Saffron flags lie outside a mosque a day after communal clashes in Jahangirpuri, a neighborhood in northwest Delhi, Sunday, April 17, 2022. (AP Photo)
Across faiths, it is a season of holiness, purity, introspection and connecting with the greatest and purest universal truth. Believers — Hindu, Muslims, Christians, Sikhs and others — are in the midst of very holy practices connected with important religious days in the month of April.
For the Hindus, first it was Navaratri, then Sri Rama Navami, followed by Hanuman Jayanti, while Muslims are observing the holy month of Ramzan, which will culminate in Id, a day of festivity. After Lent, Christians had a long weekend of prayer and introspection, with Good Friday and Easter Sunday.
April has also, sadly, been the month not of Gods alone, but of monsters. Communal monsters. Monsters we have as a society and country given birth to, fed, fostered, took good care of and now they have come of rebellious age. Monsters who can no longer be contained or unleashed at will. Monsters that won’t do our bidding. Frankenstein, encore.
It has been a month marked with Hindu yatras with music, slogans, flags and followers brandishing menacing weapons, and intent, hurling invectives and abuse; finding a counter, their spiritual equivalents, Muslims with stones and guns, intrepid, firing even at cops.
Disrupting the harmony that somehow managed to prevail during the infancy of this monster rearing programme, now, the dangerous creatures old enough to chalk out an agenda independent of its master, disrupting peace.

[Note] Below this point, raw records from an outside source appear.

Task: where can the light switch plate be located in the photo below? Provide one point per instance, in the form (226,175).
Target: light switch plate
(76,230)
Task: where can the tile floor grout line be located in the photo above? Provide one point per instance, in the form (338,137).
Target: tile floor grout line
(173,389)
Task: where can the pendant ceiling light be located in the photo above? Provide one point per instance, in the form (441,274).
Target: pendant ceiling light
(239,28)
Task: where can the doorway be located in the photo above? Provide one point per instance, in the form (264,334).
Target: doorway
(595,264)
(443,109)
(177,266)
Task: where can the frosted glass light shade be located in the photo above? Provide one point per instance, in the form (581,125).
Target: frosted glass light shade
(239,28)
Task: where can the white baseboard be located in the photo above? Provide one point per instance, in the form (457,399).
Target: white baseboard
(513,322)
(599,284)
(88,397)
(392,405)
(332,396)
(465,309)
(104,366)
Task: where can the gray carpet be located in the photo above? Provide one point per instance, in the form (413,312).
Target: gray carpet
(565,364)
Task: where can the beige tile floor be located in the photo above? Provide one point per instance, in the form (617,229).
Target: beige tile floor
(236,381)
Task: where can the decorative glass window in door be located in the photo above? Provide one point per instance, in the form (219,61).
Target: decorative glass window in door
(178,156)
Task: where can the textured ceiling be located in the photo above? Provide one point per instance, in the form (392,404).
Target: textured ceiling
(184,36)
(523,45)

The fire began to spread sporadically but with a method... in Bengal, in Gujarat, in Delhi, in Rajasthan, in Maharashtra, in Karnataka.

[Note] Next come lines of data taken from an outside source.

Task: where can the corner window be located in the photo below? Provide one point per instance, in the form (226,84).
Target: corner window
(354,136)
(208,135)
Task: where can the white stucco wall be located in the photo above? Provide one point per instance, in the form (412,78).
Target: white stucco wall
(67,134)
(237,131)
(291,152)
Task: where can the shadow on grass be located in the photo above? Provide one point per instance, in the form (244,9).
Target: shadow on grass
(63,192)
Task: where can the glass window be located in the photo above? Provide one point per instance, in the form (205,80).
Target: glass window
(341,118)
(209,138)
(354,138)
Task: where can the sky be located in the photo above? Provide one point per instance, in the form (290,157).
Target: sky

The monstrous fires have been fuelled differently by different guardians. Some did it in the name of clothes, some in the name of food. Some protested against loudspeakers in mosques, demanding they be silenced, and yet others, blared loudspeakers of their own.
Their blinded backers on social media, champions of selectivity and hypocrisy, choosing to hear the cacophony created in their own echo chambers, fuelled the fire and spread the hate virus.
Even as semblances of civilised order began to meltdown in several random pockets of the country, the larger ominous message was unmistakable: we have to chosen to create a war within, a needless clash between people based on their faith.
Burkha versus saffron scarfs, azaan versus Hanuman chalisa, jhatka versus halaal — these, a nation that in a different alternate reality be owning the century and putting India at the forefront of progress, is now being compelled to resolve these with an urgency now shown for any secular concern — economic growth, jobs, inflation, border security, global warming.
We are slowly sending civilisation itself on a vacation, blinded by narrow concerns of who let the dogs out, first? Whataboutery flies in the air wearing different colours, because none, like the proverbial blind men, can comprehend the elephant in the country, and each one, feeling a party, perceived an incomplete, bereft of context, reality, which they then emphasise is final and complete.
We, the communalised people of India, are writing a different preamble. We are working towards an end which is the exact opposite of nation-building. And neither Ram nor Allah feel we deserve them, not anymore.